In Hanson v. Globe Newspaper Company Holmes found the newspaper libel when it erred in writing critically about H.P.H Hanson as H.P. Hanson. The real H.P. Hanson filed suit. Even though there was no intent to harm H.P. Hanson, false statements of fact about Hanson made the newspaper libel in Holmes’s view. Modern courts would never come to the same conclusion. In this instance, the courts would protect the newspaper from a suit since it was an accident and could be corrected by a simple statement clearing the plaintiffs name. It is true, that false statements of fact have no First Amendment protection under modern jurisprudence. However, in this case, the statements may have been false, but they had a lawful intent (not unlawful intent). The paper simply made a mistake. If every mistake made a newspaper liable to a suit then there would be no Freedom of the Press. In Patterson v. Colorado Holmes found an ex-Senator’s editorial about the Colorado Supreme Court was in contempt. This case was about whether the government could enforce prior restraint on free-speech. Even though Patterson’s speech was truthful, his editorial mentioned both current and possibly future cases before the Colorado Supreme Court. Hence, Holmes found Patterson was guilty obstructing justice and found him in contempt. However, the truthful claims by Patterson revealed potential corruption and this should never be a violation of free speech. Why would any whistleblower ever come forward if they could be found in contempt while their truthful statements are ignored? This is another bad decision because it fails to protect one of the most important forms of speech: truthful speech which identifies a crime or the violation of a person’s rights.

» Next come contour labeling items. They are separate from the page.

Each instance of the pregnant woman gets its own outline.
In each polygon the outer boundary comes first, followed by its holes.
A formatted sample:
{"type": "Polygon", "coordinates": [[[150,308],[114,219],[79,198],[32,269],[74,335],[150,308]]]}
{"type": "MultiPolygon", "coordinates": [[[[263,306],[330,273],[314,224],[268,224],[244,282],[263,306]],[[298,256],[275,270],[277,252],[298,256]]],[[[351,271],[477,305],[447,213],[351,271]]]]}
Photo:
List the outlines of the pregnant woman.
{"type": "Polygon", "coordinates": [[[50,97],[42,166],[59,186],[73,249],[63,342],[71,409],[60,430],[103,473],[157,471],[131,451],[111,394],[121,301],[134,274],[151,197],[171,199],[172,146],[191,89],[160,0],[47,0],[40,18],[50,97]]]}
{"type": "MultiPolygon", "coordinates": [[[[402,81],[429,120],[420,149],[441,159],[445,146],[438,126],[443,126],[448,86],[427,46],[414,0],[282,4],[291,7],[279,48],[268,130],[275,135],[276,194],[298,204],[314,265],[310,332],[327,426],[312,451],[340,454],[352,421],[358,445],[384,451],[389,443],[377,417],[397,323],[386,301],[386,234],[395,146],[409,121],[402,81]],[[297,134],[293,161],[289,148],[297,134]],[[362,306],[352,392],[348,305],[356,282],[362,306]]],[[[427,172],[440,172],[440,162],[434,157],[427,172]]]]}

However, in Near v. Minnesota, the Court found prior restraint of free speech unconstitutional even if the speech was untruthful or had malicious intent. Future letters indicate that even Holmes admitted he erred in Patterson. In fact, Holmes’s change of heart in his opinion for Toledo Newspaper Company v. United States was proof that Holmes knew he was wrong in Patterson. By Brandenburg v. Ohio in 1969 (only literal incitement fell outside of First Amendment protection) all of Holmes’s free speech doctrines would be abandoned. Even during the Red Scare of McCarthyism during the 1950s free speech was not restricted to the degree of Holmes’s free speech doctrines.